With sales tanking and General Motors (GM) and Chrysler struggling for their very survival, the Detroit auto show promises to be a subdued and tense affair as automakers launch new models to compete for an ever-dwindling number of customers.
Some 58 new models — including 44 worldwide debuts — will be introduced in the coming days as the manufacturers vie for the attention of nearly 7,000 journalists from more than 60 countries at press previews.
Daimler was the first to launch its latest high-ticket vehicle, the new Mercedes E-class luxury sedan, at an invitation-only cocktail reception on Saturday night.
“Despite the enormous pressures that our entire industry is under these days, we are facing the year 2009 with measured confidence,” Daimler chief executive officer Dieter Zetsche said.
“The best way to master a crisis is driving the change instead of being driven by it,” Zetsche said, adding that “there will be a bright future for innovative car companies ... and I most certainly include Daimler among them.”
Prominent among the new offerings are a host of ready-for-market hybrids and experimental electric vehicles that were to start zipping around a tree-lined track set up in the basement of the Detroit convention center yesterday.
The testing track surrounds two ponds with waterfalls and will showcase zero-emission electric prototypes by GM, Ford, Toyota, Honda, Mitsubishi and Tesla.
Ford will also be introducing two new hybrids that it said got better fuel economy than Toyota’s popular Prius.
Refusing to be upstaged, Toyota will launch an improved version of its Prius and a new dedicated hybrid for its luxury Lexus brand and said on Saturday that it would launch a two-seater electric car by 2012.

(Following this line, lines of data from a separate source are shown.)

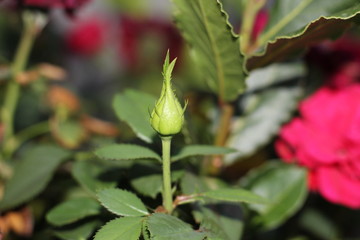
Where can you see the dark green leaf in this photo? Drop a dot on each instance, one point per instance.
(122, 202)
(32, 174)
(125, 152)
(198, 150)
(308, 22)
(234, 195)
(167, 227)
(218, 219)
(133, 108)
(127, 228)
(73, 210)
(215, 48)
(93, 176)
(285, 187)
(265, 111)
(81, 232)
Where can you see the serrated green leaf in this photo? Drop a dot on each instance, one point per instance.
(285, 187)
(215, 49)
(132, 107)
(167, 227)
(81, 232)
(91, 176)
(234, 195)
(126, 152)
(265, 109)
(226, 218)
(122, 202)
(32, 174)
(308, 22)
(198, 150)
(73, 210)
(127, 228)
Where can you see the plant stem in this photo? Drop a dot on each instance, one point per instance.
(13, 88)
(167, 192)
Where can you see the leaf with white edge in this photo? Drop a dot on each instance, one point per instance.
(122, 202)
(132, 107)
(167, 227)
(73, 210)
(295, 25)
(215, 48)
(201, 150)
(234, 195)
(81, 232)
(285, 187)
(265, 110)
(126, 152)
(32, 174)
(127, 228)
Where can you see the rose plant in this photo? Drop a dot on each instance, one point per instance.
(196, 163)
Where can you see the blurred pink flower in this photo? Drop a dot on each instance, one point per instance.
(325, 139)
(261, 21)
(87, 37)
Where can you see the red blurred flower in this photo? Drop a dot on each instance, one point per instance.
(326, 140)
(261, 20)
(87, 36)
(134, 31)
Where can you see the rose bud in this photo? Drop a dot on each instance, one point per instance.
(167, 117)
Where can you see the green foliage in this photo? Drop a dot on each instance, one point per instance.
(234, 195)
(198, 150)
(73, 210)
(285, 187)
(80, 232)
(267, 104)
(128, 228)
(93, 175)
(215, 48)
(32, 174)
(167, 227)
(133, 107)
(122, 202)
(294, 25)
(126, 152)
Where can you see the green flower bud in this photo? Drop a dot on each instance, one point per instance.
(167, 117)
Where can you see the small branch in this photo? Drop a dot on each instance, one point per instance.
(166, 165)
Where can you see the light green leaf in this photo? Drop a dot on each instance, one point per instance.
(126, 152)
(122, 202)
(32, 174)
(90, 175)
(265, 108)
(234, 195)
(167, 227)
(285, 187)
(82, 232)
(296, 24)
(73, 210)
(215, 49)
(127, 228)
(198, 150)
(132, 107)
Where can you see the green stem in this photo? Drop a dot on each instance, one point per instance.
(13, 88)
(28, 133)
(167, 192)
(283, 22)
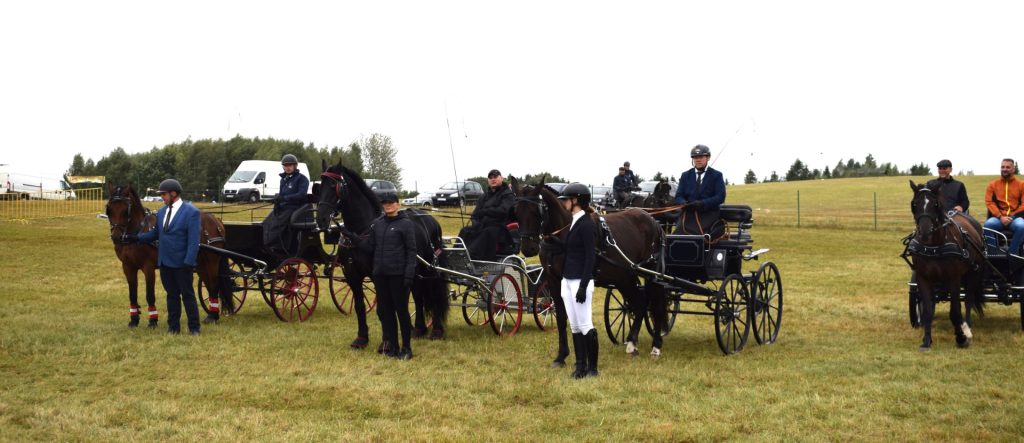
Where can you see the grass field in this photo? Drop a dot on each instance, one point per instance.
(846, 365)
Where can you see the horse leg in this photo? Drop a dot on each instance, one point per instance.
(438, 295)
(927, 310)
(363, 333)
(131, 274)
(561, 319)
(422, 306)
(150, 271)
(961, 328)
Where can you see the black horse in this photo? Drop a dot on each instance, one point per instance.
(638, 237)
(947, 251)
(343, 192)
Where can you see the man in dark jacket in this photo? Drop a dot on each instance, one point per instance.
(392, 241)
(292, 195)
(178, 232)
(489, 219)
(952, 193)
(702, 190)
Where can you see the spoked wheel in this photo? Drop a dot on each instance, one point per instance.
(767, 298)
(732, 314)
(617, 316)
(474, 302)
(505, 314)
(341, 292)
(673, 307)
(294, 290)
(240, 289)
(545, 310)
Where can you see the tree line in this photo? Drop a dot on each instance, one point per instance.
(204, 166)
(848, 169)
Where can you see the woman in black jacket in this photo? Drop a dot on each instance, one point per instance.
(392, 240)
(578, 278)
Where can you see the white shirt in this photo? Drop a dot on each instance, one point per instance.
(576, 217)
(175, 207)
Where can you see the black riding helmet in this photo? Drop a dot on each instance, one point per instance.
(169, 185)
(578, 190)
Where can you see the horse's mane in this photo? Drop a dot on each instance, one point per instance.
(358, 184)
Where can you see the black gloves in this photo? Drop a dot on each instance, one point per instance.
(582, 293)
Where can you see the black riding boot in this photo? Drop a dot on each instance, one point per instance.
(580, 347)
(591, 340)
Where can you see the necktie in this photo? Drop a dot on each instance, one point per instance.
(167, 220)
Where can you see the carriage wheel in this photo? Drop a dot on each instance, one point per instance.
(240, 289)
(505, 314)
(294, 290)
(545, 310)
(617, 317)
(767, 299)
(673, 307)
(732, 314)
(475, 303)
(341, 293)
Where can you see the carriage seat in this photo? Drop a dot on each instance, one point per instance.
(302, 219)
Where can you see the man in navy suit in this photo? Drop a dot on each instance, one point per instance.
(177, 230)
(702, 190)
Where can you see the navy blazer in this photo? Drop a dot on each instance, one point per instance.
(712, 190)
(581, 254)
(179, 244)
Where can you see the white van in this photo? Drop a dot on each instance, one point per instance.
(257, 179)
(35, 187)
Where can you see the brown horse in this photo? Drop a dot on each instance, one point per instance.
(637, 239)
(127, 216)
(947, 250)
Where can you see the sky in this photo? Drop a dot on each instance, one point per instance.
(572, 88)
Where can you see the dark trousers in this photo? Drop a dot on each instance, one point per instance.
(392, 309)
(178, 284)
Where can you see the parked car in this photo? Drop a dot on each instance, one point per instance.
(381, 186)
(454, 192)
(422, 198)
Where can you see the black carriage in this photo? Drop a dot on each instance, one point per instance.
(697, 270)
(288, 281)
(1003, 281)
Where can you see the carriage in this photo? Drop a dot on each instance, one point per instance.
(290, 283)
(496, 293)
(698, 271)
(1003, 279)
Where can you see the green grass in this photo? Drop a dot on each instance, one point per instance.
(846, 365)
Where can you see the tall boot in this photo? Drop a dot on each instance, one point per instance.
(592, 353)
(580, 347)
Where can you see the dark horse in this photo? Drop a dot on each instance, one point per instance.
(947, 251)
(127, 216)
(635, 232)
(343, 191)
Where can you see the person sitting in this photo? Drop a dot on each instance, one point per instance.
(701, 189)
(489, 218)
(292, 195)
(1003, 198)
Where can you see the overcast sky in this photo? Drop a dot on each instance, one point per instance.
(573, 88)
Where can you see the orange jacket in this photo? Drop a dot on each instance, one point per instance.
(1003, 197)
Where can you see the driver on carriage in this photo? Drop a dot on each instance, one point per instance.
(489, 219)
(292, 195)
(701, 189)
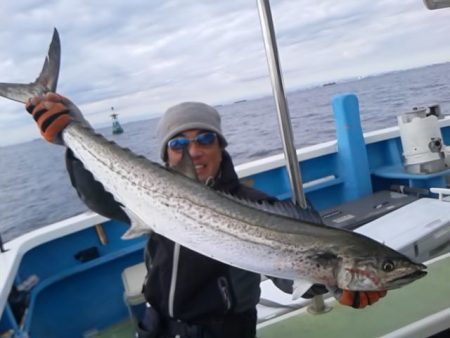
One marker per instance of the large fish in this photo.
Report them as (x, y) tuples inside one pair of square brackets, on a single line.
[(277, 239)]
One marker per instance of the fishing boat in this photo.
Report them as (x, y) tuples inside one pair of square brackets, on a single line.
[(116, 127), (78, 278)]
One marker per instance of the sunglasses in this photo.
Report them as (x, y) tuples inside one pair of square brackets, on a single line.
[(203, 139)]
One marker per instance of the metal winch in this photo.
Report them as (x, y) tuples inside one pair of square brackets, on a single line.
[(424, 151)]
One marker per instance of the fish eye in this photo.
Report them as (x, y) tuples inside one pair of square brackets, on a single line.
[(388, 266)]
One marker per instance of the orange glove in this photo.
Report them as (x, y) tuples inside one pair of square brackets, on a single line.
[(358, 299), (51, 114)]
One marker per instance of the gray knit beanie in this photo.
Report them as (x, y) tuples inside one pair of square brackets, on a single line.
[(185, 116)]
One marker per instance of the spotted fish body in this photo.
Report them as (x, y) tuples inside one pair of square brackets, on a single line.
[(278, 240)]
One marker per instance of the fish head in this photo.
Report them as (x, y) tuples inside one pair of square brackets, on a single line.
[(378, 272)]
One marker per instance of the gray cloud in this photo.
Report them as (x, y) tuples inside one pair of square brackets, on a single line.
[(142, 56)]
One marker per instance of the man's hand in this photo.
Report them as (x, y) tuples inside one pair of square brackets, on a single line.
[(53, 113), (358, 299)]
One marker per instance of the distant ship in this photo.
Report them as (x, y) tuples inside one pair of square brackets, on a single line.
[(117, 128)]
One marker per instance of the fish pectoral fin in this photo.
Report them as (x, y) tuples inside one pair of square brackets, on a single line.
[(137, 227), (300, 286)]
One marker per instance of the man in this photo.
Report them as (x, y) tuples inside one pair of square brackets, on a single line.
[(190, 295)]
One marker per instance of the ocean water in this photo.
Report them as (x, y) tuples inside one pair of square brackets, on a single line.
[(35, 189)]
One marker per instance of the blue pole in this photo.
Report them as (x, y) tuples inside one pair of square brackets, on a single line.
[(352, 154)]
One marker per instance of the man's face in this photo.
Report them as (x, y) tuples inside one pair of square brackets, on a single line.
[(206, 158)]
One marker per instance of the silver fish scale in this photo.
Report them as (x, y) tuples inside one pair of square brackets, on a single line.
[(217, 225)]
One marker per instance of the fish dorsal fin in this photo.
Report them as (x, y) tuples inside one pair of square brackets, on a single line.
[(281, 208), (185, 166)]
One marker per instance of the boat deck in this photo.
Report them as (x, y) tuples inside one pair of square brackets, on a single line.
[(422, 299), (425, 299)]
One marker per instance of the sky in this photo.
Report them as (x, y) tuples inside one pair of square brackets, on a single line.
[(143, 56)]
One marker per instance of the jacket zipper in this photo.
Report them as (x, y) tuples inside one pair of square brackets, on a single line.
[(173, 281)]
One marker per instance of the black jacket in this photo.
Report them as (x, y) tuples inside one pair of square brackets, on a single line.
[(181, 283)]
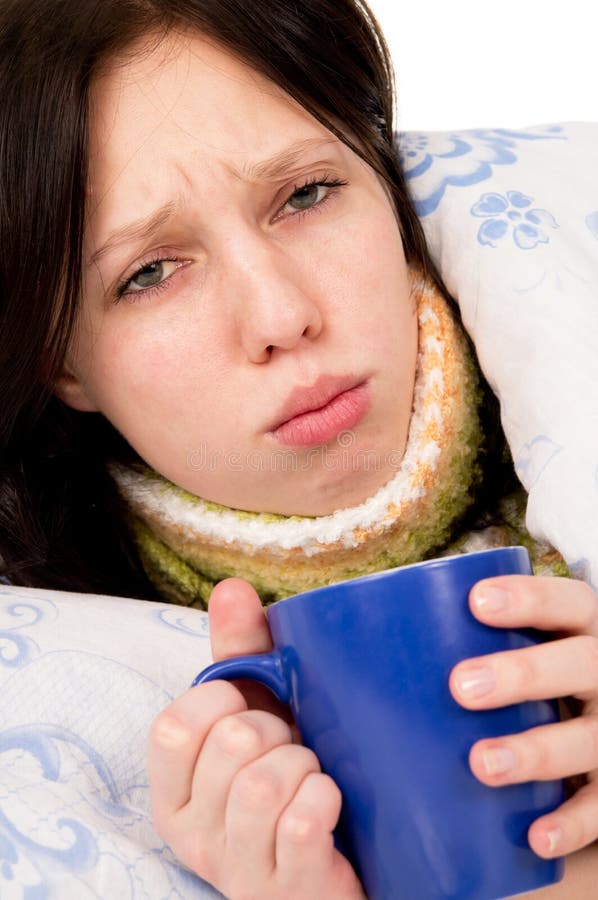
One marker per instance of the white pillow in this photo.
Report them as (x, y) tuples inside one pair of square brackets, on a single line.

China’s BYD Auto will be showing the first mass-produced plug-in hybrid that went on sale last month in China and is slated to hit Europe next year.
Honda will also enter the fray by unveiling its reintroduced dedicated hybrid, the Insight hatchback.
But in a sign of the troubled times, the Japanese automaker canceled a press conference for the Insight, which was to make its worldwide debut without fanfare in the Honda booth when the show opened yesterday.
And a number of automakers decided to skip the show altogether this year, including Nissan, Suzuki, Porsche, Ferrari and Land Rover.
“Beyond the products and the lights and the glitz, everyone is in a holding pattern,” said Karl Brauer, editor-in-chief of the automotive Web site Edmunds.com. “Uncertainty is the underlying tension.”
A financial crisis, credit crunch and deepening recession pushed US sales down 18 percent last year, in the steepest decline in 29 years and to the lowest level since 1992.
This year is expected to be even worse, with US auto sales forecast to fall by another 1 million or 2 million vehicles to around 11 million to 12 million vehicles.
Sales have not been below 12 million since the recession of 1982, when the US had 74 million fewer people than today.
While nearly every automaker posted significant losses and has announced major production cuts last year, Detroit’s Big Three were the hardest hit and saw their combined US market share fall below 50 percent for the first time.
Their US market share topped 60 percent as recently as 2004 and was 71.2 percent just 10 years ago, Ward’s Auto said.
Despite years of painful restructuring that had the trio on the road to recovery, the US government was forced to extend billions in loans to cash-strapped GM and Chrysler last month after sales dropped off precipitously in September.